Frankfurter Allgemeine Zeitung - Rezension
Frankfurter Allgemeine Zeitung | Besprechung von 20.04.2001

Die Vernunft ist ein Finitorium
Drei Traktate des Renaissance-Artisten Leon Battista Alberti

Als historische Disziplin hat die Kunstgeschichte stets in Giorgio Vasari (1511 bis 1574), dem Biographen der bedeutendsten Renaissance-Künstler, eine ihrer zentralen Gründungsfiguren erkannt. Die chronologische Ordnung der Kunst und deren geschichtsphilosophische Begründung haben die Etablierung der Kunstwissenschaft im Kontext der historischen Fächer ja überhaupt erst ermöglicht. Darüber hinaus aber - und lange bevor der Begriff im Antragsdeutsch inflationär und in der Praxis verflacht wurde - hat die Kunstgeschichte sich als ein genuin interdisziplinäres Fach verstanden. Deshalb entsinnt sie sich, wenn sie nicht nur gattungsübergreifend denkt, sondern die ganze Kulturgeschichte als ihr Betätigungsfeld betrachtet, wieder zunehmend eines Autors und Künstlers, der rund ein Jahrhundert vor Vasaris folgenreicher Periodisierung der Kunst die Beschäftigung mit ihr auf gänzlich neue Grundlagen gestellt hat, nämlich Leon Battista Alberti (1404 bis 1472).

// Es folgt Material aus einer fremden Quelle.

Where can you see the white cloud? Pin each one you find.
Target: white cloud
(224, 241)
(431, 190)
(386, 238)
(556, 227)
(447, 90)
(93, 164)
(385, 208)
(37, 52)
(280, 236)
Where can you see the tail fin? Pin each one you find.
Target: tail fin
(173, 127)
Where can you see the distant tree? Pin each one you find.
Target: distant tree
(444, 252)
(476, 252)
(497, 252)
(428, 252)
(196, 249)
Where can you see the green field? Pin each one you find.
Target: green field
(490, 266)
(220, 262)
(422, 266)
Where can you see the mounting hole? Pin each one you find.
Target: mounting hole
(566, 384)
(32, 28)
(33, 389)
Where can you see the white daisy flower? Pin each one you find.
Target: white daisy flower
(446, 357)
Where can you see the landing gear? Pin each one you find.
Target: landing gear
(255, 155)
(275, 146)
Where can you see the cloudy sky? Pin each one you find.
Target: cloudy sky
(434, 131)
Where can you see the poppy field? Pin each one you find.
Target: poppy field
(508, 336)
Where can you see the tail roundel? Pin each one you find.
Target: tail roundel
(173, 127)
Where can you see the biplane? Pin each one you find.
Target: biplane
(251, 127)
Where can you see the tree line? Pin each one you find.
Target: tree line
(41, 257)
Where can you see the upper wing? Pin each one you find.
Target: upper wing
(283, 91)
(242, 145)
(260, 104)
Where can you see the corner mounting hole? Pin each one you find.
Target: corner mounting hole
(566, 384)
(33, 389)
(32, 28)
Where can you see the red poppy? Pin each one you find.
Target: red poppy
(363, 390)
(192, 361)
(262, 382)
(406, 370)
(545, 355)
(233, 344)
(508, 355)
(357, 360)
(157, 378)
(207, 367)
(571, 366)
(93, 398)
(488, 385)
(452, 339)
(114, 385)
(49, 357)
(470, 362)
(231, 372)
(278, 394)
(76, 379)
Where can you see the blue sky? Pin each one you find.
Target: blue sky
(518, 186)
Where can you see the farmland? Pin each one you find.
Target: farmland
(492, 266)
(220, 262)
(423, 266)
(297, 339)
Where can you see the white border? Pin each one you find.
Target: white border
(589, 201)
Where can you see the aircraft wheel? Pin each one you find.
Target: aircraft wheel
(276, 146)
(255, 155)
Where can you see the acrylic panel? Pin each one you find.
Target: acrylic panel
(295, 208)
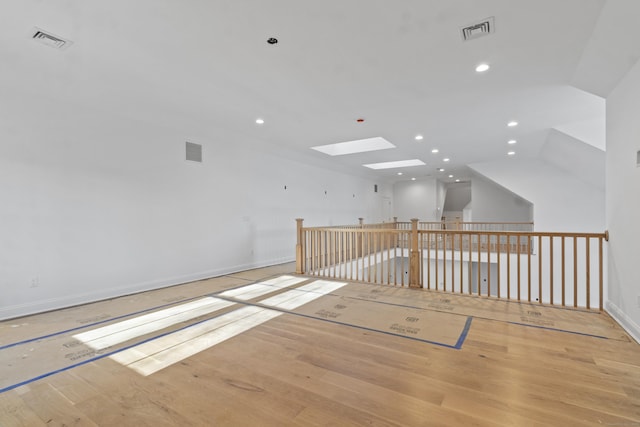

Der aus einer Florentiner Familie stammende Alberti wuchs im norditalienischen Exil auf, wo er eine umfassende humanistische Bildung erfuhr. Früh in Diensten der römischen Kurie und bald in geistlicher Laufbahn, folgte er Papst Eugen IV. 1434 ins Florentiner Exil und damit in das Zentrum der künstlerischen und geistigen Erneuerung aus dem Geiste des Humanismus. Als klassischer Philologe, Literat und Naturwissenschaftler verfügte Alberti über keine künstlerisch-handwerkliche Ausbildung, weshalb sich sein Interesse auf theoretische Fragen und das Verhältnis von Kunst und Wissenschaften konzentrierte. Alberti hat in Malerei und Plastik dilettiert, künstlerisch verbinden sich mit seinem Namen aber vor allem seine Bauten. Sie entwarf er als planender Architekt allerdings nur, ihre Ausführung blieb weitgehend lokalen Bauhandwerkern überlassen. Zu seinen bahnbrechenden, die Antike in eine dynamische Zeitgenossenschaft überführenden Entwürfen zählen das Ensemble von Palazzo, Loggia und Cappella Rucellai in Florenz, der Tempio Malatestiano in Rimini und die nicht nur den Kirchenbau revolutionierenden Gotteshäuser San Sebastiano und Sant'Andrea in Mantua.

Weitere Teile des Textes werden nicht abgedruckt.